Deep networks with stochastic neurons as well as probabilistic generative models like Variational Autoencoders become increasingly important in Deep Learning due to the growing understanding of the importance of versatile and expressive learned (latent) representations. Our research in this area focusses on advanced learning algorithms as well as onconceptually novel approaches for semi-supervised learning for such models. read more


Two-dimensional automata and grammars

The theory of two-dimensional (2D) languages studies automata and grammars for processing 2D arrays of symbols. In our research we aim to examine such 2D models that have applications in the field of structural pattern recognition and 2D pattern matching. We have shown that variants of 2D grammars can be applied for recognition of domains such as mathematical formulas (paper), flowcharts (paper) or document layouts (paper). We have also recently described complexity of pattern matching againsts 2D languages accepted by various models of 2D automata (paper).

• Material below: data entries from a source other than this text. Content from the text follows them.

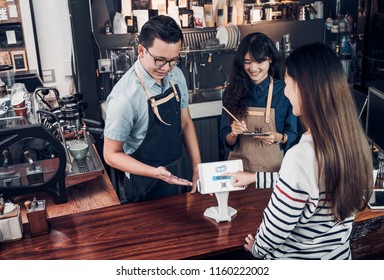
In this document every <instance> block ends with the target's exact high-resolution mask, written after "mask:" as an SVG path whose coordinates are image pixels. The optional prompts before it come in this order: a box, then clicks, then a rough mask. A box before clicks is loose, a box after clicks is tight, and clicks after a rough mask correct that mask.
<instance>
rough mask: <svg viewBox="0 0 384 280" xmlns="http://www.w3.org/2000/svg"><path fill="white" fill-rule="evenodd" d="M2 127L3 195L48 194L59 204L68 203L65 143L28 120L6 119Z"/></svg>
mask: <svg viewBox="0 0 384 280" xmlns="http://www.w3.org/2000/svg"><path fill="white" fill-rule="evenodd" d="M0 128H1V129H0V165H1V166H0V196H3V197H5V198H12V197H14V196H18V195H22V194H27V193H35V192H45V193H48V194H50V195H51V196H52V197H53V201H54V202H55V203H64V202H67V196H66V186H65V175H66V173H65V168H66V154H65V149H64V147H63V145H62V143H61V142H60V141H59V140H58V139H57V138H56V137H55V136H54V135H53V134H52V133H51V132H50V131H49V130H48V129H47V128H46V127H45V126H44V125H43V124H41V123H31V122H30V121H29V120H28V119H27V118H25V117H18V116H17V117H9V118H2V119H0Z"/></svg>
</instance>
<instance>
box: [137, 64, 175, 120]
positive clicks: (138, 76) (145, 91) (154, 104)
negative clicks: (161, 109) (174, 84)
mask: <svg viewBox="0 0 384 280" xmlns="http://www.w3.org/2000/svg"><path fill="white" fill-rule="evenodd" d="M135 72H136V74H137V76H138V78H139V80H140V83H141V85H142V86H143V88H144V91H145V93H146V94H147V97H148V99H149V101H150V102H151V108H152V111H153V113H154V114H155V116H156V117H157V119H158V120H159V121H161V122H162V123H163V124H165V125H168V126H170V125H171V124H169V123H166V122H165V121H163V119H162V118H161V116H160V113H159V108H157V106H158V105H161V104H163V103H165V102H167V101H168V100H170V99H171V98H172V96H171V95H168V96H167V97H164V98H162V99H160V100H158V101H156V100H155V98H154V97H153V95H152V94H151V93H150V92H149V90H148V89H147V88H146V87H145V84H144V78H143V75H142V74H141V72H140V69H139V67H138V65H137V63H136V64H135ZM170 83H171V82H170ZM171 85H172V88H173V91H174V92H176V93H174V95H175V97H176V96H177V98H176V99H177V100H178V95H177V91H176V89H175V86H174V85H173V84H172V83H171ZM169 96H170V98H168V97H169Z"/></svg>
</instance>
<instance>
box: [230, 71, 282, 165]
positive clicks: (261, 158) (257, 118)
mask: <svg viewBox="0 0 384 280" xmlns="http://www.w3.org/2000/svg"><path fill="white" fill-rule="evenodd" d="M270 79H271V83H270V84H269V89H268V99H267V106H266V108H258V107H248V110H247V113H248V114H247V117H246V119H245V123H246V125H247V128H248V129H249V131H252V132H267V131H272V132H276V124H275V109H273V108H271V103H272V92H273V79H272V77H271V78H270ZM228 159H229V160H232V159H241V160H242V161H243V166H244V170H245V171H247V172H277V171H279V169H280V166H281V162H282V160H283V151H282V150H281V149H280V145H276V144H272V145H268V144H264V143H263V142H262V141H260V140H257V139H254V138H253V137H252V136H244V135H239V139H238V141H237V143H236V146H235V148H234V150H233V151H231V152H230V153H229V156H228Z"/></svg>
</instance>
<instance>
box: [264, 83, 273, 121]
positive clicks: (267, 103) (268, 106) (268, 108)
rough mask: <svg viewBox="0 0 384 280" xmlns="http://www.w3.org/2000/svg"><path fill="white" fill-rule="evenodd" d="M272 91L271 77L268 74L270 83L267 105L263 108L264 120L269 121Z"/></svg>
mask: <svg viewBox="0 0 384 280" xmlns="http://www.w3.org/2000/svg"><path fill="white" fill-rule="evenodd" d="M272 92H273V78H272V76H270V83H269V88H268V99H267V107H266V108H265V122H266V123H269V122H270V120H271V104H272Z"/></svg>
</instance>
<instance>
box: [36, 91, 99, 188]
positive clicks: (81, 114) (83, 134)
mask: <svg viewBox="0 0 384 280" xmlns="http://www.w3.org/2000/svg"><path fill="white" fill-rule="evenodd" d="M34 95H35V99H36V103H37V106H38V108H39V110H38V111H37V114H38V118H39V121H40V123H41V124H43V125H44V126H45V127H46V128H47V129H48V130H49V131H50V132H51V133H52V134H53V135H54V136H55V137H56V138H57V139H59V141H60V142H61V143H62V146H63V147H64V150H65V156H66V159H67V164H66V185H67V187H68V186H70V185H73V184H78V183H79V182H82V181H86V180H90V179H93V178H95V177H96V176H98V175H99V174H100V173H103V172H104V169H103V167H102V163H101V162H100V158H99V156H98V155H97V152H96V151H95V149H94V148H93V145H92V144H93V143H92V140H91V138H90V135H89V133H88V131H90V132H92V131H96V130H97V129H94V128H87V127H86V126H85V123H84V120H85V119H84V110H85V109H86V107H87V104H86V103H85V102H84V101H83V100H82V95H81V94H79V93H76V94H74V95H70V96H64V97H60V94H59V92H58V90H57V89H56V88H51V87H39V88H37V89H36V90H35V92H34ZM52 95H53V96H54V98H55V100H54V101H55V102H53V104H54V106H53V105H51V104H52V102H51V103H49V102H47V97H48V96H52ZM90 121H91V120H90ZM96 133H98V134H99V132H96ZM79 147H82V150H79ZM80 154H82V156H80Z"/></svg>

The Many Facets of Orthomodularity

Czech Science Foundation grant 20-09869L, 2020-22

Quantum physics requires a non-standard model of probability, admitting the description of events which are observable separately, but not simultaneously. Thus all observable events do not form a sigma-algebra, but a more general structure, typically an orthomodular lattice or poset. This makes the development of probability theory more difficult; still many results were proved under the weaker assumptions. Among them, the proof (by Bell, Kochen, Specker, and others) of the impossibility of describing quantum theory in the classical terms using so-called “hidden variables”, wrongly predicted by Albert Einstein. We contributed to improvements of this result. Further research clarifies the algebraic properties of quantum logics.

Voráček, V., Navara, M.: Generalised Kochen–Specker Theorem in three dimensions. Foundations of Physics 51 (2021), 67. DOI 10.1007/s10701-021-00476-3

Figure: A graphical representation of the proof of Bell’s Theorem.